Deputy Attorney General Marc Melnick replied that Congress has authorized California to adopt more stringent air-pollution standards - with EPA approval - even if one effect is higher gas mileage.
It's not surprising to see this kind of overreach coming from the automakers even inside the courtroom. During a recent seminar on global warming litigation (which included CRC's own Doug Kendall) AIAM attorney Charles Haake essentially conceded the weakness of his clients' foreign-policy preemption arugment (which claims that state standards undercut the Bush administration's foreign policy on climate change).

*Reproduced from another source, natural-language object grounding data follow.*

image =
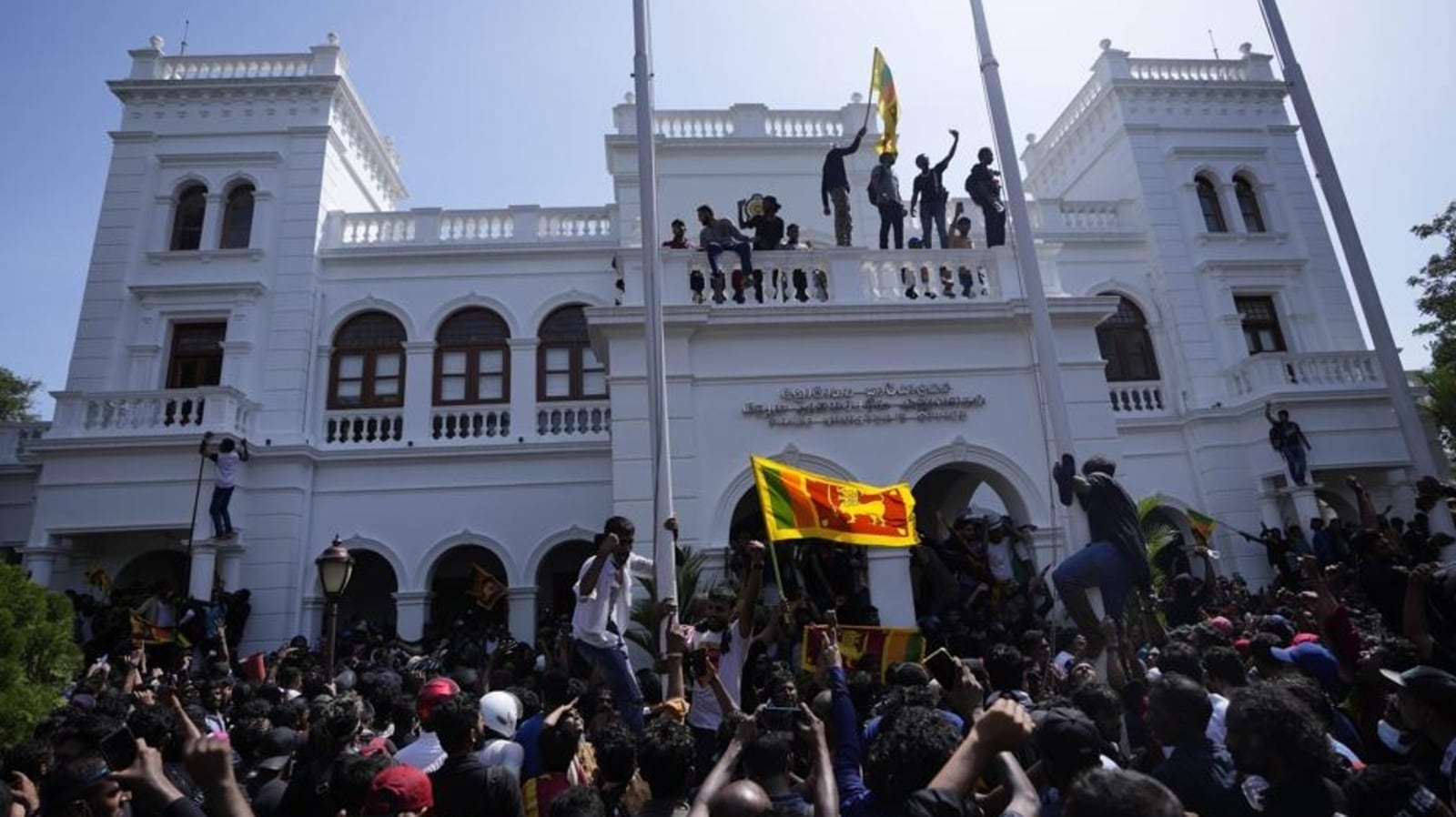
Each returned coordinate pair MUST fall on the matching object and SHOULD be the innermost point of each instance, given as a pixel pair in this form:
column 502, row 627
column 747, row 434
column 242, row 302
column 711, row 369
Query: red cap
column 433, row 693
column 398, row 788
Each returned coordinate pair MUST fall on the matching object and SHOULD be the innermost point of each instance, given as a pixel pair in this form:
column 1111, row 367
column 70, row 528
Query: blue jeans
column 222, row 523
column 616, row 671
column 932, row 211
column 1098, row 565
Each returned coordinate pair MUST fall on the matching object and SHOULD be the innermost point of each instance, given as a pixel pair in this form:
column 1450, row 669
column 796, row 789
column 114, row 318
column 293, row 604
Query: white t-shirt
column 609, row 601
column 705, row 714
column 228, row 469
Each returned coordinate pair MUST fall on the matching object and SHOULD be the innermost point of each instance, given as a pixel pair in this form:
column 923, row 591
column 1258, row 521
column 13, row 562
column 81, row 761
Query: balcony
column 817, row 278
column 1139, row 399
column 1315, row 371
column 491, row 424
column 165, row 412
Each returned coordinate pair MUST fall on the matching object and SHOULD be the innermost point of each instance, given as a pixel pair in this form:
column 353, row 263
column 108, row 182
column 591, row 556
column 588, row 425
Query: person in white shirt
column 226, row 459
column 724, row 644
column 604, row 610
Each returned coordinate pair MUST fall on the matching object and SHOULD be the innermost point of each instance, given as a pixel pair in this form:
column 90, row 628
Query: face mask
column 1394, row 739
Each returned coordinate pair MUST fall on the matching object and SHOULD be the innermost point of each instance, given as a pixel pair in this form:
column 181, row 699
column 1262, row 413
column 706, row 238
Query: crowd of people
column 928, row 200
column 1327, row 692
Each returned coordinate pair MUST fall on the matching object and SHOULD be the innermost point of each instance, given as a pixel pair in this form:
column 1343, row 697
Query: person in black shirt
column 462, row 781
column 834, row 184
column 929, row 191
column 983, row 187
column 1114, row 561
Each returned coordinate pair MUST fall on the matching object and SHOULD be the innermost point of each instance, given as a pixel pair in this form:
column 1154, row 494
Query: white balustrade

The essential weakness of the industry's case is definitely a sign that the legal landscape is continuing to move under its feet in the wake of the Vermont ruling and last week's invalidation of industry-backed federal mileage standards. The notion that California standards are impossible to meet, which features so prominently here, was, after all, thoroughly dissected by Judge Sessions' opinion in the Vermont suit (which dedicated 90 of its 240 pages to that argument).
Looking at the broader legal and regulatory landscape, a negative ruling by the EPA on California's application to start enforcing its regulations really is starting to look like the industry's best hope for a temporary victory. Their desperate, surreptitious (and incompetent) behind-the-scenes lobbying campaign to sway EPA indicates that the industry and its allies within the Bush administration might well agree.